Company type | Former supermarket chain |
---|---|
Defunct | 1997 |
Fate | Purchased by Tesco |
Successor | Tesco |
Parent | Associated British Foods |
Stewarts Supermarket Limited (traded as Stewarts and Crazy Prices) was a supermarket chain in Northern Ireland. The chain was purchased by Tesco in March 1997.
The company slogans were 'No one delivers value like Stewarts' and 'No one delivers freshness like Stewarts'. A television advertising campaign in the end of the 1980s included a cover version of the song Locomotion , with these slogans replacing 'Come on baby, do the Locomotion'. (The song was then popular because of Kylie Minogue's successful cover of 1988).

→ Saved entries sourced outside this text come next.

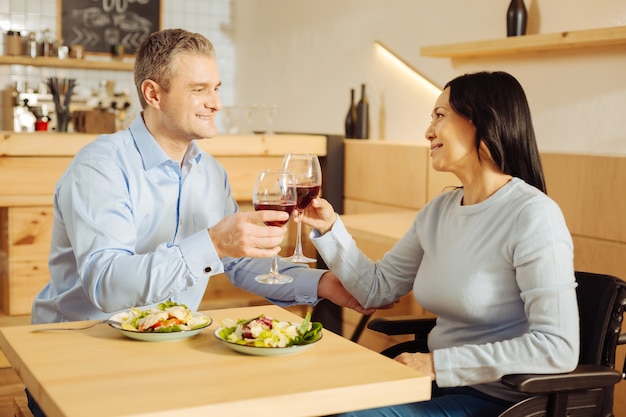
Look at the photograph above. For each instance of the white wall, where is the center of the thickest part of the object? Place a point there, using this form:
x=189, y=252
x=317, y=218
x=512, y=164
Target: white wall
x=306, y=55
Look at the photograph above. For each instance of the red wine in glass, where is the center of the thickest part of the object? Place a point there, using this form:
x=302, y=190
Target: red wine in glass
x=307, y=172
x=274, y=190
x=287, y=207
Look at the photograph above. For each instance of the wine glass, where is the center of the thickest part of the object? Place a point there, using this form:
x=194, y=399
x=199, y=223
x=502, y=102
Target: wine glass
x=307, y=172
x=274, y=190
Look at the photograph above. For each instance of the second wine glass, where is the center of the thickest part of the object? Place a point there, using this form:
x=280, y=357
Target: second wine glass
x=274, y=190
x=308, y=175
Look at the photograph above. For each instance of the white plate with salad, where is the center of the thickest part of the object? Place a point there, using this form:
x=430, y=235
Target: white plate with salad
x=167, y=322
x=265, y=336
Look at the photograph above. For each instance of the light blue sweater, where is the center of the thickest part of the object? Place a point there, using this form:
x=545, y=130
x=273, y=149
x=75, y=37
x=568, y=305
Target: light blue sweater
x=498, y=274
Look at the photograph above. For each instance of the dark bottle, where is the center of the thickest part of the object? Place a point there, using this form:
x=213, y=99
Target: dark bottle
x=362, y=130
x=516, y=18
x=350, y=124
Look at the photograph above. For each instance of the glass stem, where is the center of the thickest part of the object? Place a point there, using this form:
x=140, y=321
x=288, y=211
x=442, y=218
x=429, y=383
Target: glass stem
x=298, y=249
x=274, y=267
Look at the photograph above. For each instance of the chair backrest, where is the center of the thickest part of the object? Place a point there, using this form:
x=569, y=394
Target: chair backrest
x=601, y=303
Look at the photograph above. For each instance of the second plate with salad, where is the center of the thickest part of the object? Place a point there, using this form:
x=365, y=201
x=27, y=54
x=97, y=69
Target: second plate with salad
x=166, y=322
x=264, y=336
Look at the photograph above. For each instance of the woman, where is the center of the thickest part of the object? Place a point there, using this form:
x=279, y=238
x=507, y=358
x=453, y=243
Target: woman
x=493, y=258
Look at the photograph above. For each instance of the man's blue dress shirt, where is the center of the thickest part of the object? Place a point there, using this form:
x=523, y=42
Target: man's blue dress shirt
x=130, y=229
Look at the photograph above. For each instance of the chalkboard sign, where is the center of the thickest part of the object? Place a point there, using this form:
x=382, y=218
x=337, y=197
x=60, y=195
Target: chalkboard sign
x=101, y=25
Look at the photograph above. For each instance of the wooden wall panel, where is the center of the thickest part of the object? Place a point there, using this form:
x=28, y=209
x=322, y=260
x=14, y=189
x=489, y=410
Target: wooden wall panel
x=590, y=191
x=31, y=175
x=393, y=174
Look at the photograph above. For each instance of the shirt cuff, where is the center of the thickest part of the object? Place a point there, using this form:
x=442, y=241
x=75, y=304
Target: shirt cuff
x=200, y=255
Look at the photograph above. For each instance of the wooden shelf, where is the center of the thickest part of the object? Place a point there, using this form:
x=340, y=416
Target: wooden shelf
x=68, y=63
x=609, y=36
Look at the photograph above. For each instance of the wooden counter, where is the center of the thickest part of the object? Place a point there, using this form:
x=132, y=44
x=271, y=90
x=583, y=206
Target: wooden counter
x=31, y=164
x=99, y=372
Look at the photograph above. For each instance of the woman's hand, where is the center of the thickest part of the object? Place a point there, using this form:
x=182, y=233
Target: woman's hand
x=422, y=362
x=320, y=215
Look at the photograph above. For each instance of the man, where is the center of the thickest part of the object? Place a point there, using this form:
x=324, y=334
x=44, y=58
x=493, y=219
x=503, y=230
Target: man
x=143, y=215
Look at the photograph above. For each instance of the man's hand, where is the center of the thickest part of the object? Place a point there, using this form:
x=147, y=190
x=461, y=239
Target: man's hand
x=245, y=235
x=422, y=362
x=330, y=287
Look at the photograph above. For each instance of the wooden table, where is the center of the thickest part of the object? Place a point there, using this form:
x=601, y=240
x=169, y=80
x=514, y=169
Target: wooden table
x=99, y=372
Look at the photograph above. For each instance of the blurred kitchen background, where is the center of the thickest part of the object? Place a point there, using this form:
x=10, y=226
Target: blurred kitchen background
x=301, y=58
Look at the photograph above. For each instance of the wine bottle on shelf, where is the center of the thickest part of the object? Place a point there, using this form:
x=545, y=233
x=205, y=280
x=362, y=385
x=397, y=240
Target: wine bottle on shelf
x=516, y=18
x=362, y=130
x=350, y=124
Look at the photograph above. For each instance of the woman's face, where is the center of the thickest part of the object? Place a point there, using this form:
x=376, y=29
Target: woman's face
x=452, y=138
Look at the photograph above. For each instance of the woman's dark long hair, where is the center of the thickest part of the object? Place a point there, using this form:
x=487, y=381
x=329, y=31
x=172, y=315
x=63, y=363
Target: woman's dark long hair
x=496, y=104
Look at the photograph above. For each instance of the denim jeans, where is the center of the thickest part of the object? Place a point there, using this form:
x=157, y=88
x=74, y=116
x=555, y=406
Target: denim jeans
x=445, y=402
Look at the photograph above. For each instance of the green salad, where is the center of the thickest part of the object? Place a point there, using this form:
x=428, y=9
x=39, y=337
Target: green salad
x=167, y=317
x=263, y=331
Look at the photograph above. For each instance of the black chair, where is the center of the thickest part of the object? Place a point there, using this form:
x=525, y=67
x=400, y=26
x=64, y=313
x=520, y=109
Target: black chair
x=585, y=392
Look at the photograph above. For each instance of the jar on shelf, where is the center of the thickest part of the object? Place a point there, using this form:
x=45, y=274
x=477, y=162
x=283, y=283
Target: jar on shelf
x=13, y=43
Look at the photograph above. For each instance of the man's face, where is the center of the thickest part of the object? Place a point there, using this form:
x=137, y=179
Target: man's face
x=189, y=106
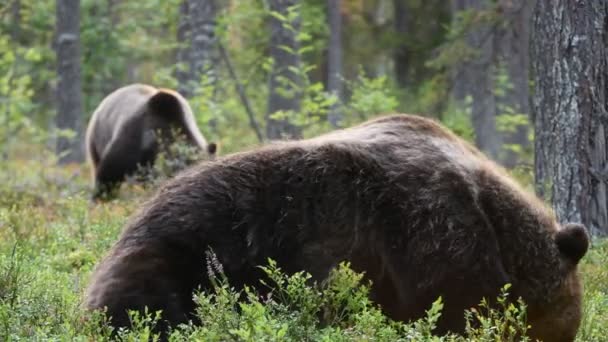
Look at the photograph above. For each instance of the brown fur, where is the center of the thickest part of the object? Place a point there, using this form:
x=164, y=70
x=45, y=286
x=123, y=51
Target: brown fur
x=422, y=212
x=123, y=132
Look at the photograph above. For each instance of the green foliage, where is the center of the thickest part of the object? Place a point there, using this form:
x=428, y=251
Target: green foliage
x=370, y=96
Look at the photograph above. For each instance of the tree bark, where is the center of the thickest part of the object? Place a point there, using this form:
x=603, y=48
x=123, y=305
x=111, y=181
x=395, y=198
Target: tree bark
x=69, y=91
x=199, y=53
x=401, y=54
x=475, y=78
x=334, y=65
x=569, y=106
x=284, y=80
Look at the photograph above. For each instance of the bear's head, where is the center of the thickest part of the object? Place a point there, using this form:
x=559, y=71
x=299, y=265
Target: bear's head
x=558, y=318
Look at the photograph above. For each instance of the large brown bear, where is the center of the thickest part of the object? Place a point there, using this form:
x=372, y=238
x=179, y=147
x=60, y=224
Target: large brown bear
x=127, y=127
x=421, y=211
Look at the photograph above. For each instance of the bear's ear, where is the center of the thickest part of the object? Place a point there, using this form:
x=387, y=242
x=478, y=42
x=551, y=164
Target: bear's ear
x=572, y=241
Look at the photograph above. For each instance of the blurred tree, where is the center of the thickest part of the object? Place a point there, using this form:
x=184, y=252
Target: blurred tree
x=198, y=53
x=513, y=40
x=285, y=76
x=474, y=77
x=69, y=91
x=334, y=60
x=402, y=54
x=570, y=70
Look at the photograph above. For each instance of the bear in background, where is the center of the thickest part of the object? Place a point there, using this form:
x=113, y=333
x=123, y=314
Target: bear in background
x=126, y=131
x=423, y=213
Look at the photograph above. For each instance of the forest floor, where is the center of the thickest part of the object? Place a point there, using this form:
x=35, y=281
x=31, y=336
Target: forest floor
x=51, y=237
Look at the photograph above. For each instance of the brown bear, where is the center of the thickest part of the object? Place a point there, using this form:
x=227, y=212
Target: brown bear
x=423, y=213
x=127, y=127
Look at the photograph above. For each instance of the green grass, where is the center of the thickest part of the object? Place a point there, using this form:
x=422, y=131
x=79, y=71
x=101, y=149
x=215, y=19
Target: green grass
x=51, y=237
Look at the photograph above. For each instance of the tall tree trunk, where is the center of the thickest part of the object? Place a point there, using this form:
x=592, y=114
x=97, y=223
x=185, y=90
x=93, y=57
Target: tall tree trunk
x=475, y=78
x=401, y=54
x=570, y=72
x=69, y=91
x=284, y=81
x=513, y=45
x=199, y=51
x=334, y=65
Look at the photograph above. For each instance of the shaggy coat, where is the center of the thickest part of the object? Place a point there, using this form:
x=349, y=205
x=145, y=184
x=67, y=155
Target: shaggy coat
x=126, y=128
x=421, y=211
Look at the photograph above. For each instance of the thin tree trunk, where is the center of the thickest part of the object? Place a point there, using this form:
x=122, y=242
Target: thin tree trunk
x=284, y=79
x=199, y=52
x=570, y=72
x=475, y=78
x=334, y=57
x=69, y=91
x=514, y=41
x=401, y=54
x=241, y=91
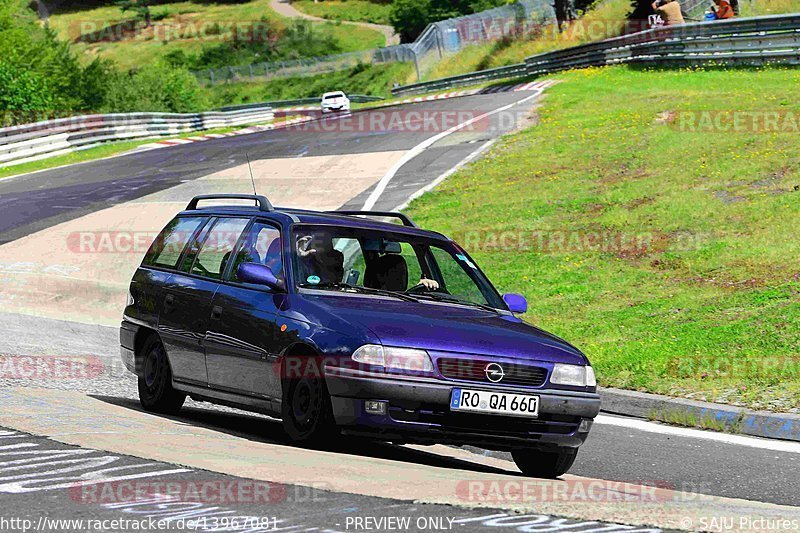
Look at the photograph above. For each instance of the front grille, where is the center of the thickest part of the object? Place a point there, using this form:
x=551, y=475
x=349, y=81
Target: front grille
x=475, y=370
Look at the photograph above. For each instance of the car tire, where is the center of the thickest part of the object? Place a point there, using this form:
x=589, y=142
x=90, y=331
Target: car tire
x=306, y=409
x=545, y=464
x=155, y=384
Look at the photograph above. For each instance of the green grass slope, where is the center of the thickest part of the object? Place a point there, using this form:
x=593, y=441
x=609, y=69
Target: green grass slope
x=189, y=27
x=668, y=256
x=354, y=10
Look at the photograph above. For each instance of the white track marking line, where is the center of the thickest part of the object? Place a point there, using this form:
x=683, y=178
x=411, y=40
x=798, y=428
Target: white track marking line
x=418, y=149
x=724, y=438
x=446, y=175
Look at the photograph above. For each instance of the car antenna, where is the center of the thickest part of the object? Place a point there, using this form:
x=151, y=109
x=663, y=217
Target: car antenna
x=250, y=169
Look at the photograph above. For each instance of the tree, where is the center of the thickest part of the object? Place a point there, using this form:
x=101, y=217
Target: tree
x=140, y=7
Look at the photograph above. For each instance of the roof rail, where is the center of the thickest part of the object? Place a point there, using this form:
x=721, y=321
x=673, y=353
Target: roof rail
x=263, y=203
x=389, y=214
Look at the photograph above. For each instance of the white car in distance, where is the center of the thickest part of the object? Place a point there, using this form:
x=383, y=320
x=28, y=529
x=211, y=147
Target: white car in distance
x=335, y=101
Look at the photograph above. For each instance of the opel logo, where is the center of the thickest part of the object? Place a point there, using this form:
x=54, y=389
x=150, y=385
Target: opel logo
x=494, y=372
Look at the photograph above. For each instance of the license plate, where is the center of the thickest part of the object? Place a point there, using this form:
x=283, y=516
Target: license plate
x=498, y=403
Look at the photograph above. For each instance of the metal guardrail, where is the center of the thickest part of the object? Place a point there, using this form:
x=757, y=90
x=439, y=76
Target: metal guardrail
x=517, y=70
x=745, y=41
x=29, y=142
x=275, y=104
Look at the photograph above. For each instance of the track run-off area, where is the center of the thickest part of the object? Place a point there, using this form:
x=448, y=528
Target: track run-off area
x=75, y=444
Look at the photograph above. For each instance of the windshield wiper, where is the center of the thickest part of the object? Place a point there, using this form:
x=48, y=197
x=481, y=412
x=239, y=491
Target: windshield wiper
x=438, y=298
x=359, y=288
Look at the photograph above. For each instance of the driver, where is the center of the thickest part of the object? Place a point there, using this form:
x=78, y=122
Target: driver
x=319, y=258
x=429, y=284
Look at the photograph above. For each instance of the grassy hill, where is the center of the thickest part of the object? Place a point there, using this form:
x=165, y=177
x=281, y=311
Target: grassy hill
x=668, y=255
x=355, y=10
x=605, y=18
x=190, y=27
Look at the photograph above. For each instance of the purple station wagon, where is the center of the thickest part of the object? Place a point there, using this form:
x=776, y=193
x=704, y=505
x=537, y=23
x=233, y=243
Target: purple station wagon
x=339, y=323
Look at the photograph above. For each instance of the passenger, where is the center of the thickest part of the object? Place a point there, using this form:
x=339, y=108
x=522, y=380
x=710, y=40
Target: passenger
x=670, y=11
x=722, y=9
x=319, y=258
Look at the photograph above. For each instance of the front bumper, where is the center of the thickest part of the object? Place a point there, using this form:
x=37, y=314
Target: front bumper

Crazy Prices' long time advertising theme was alternate lyrics set to the tune Tiger Feet by Mud.
On 21 March 1997, Tesco agreed the purchase of the food retailing and related businesses of Associated British Foods (ABF) on the island of Ireland for £643 million. [1] The acquisition was completed in May, after regulatory approval was granted.
The Northern Irish businesses were 19 Stewarts, nine Crazy Prices and six other (Westside Stores and Bloomfields along with Toy Crazy and Pet Crazy in the Derriaghy complex), 78 Stewarts Wine Barrel off licence stores, the sports goods retailer Lifestyle Sports, the meat processing and packing business Kingsway Fresh Foods and the fresh fruit and vegetable distributor Daily Wrap Produce.
This was a major expansion of Tesco's presence in Northern Ireland, its only other presence in Northern Ireland being a Tesco Metro in the city centre of Belfast. Other Great Britain-based retailers had entered the market in Ireland around the same time. Sainsbury's had opened two stores at Ballymena and Forestside by the time Tesco completed the Stewarts purchase, and opened seven more between then and 2003.
Safeway formed Safeway Stores Ireland along with Fitzwilton, taking over a number of former stores of Wellworths. The Republic of Ireland stores (Powers Supermarkets, trading as Quinnsworth and Crazy Prices) became Tesco Ireland, while the Northern Irish stores became part of the Tesco core business in the United Kingdom.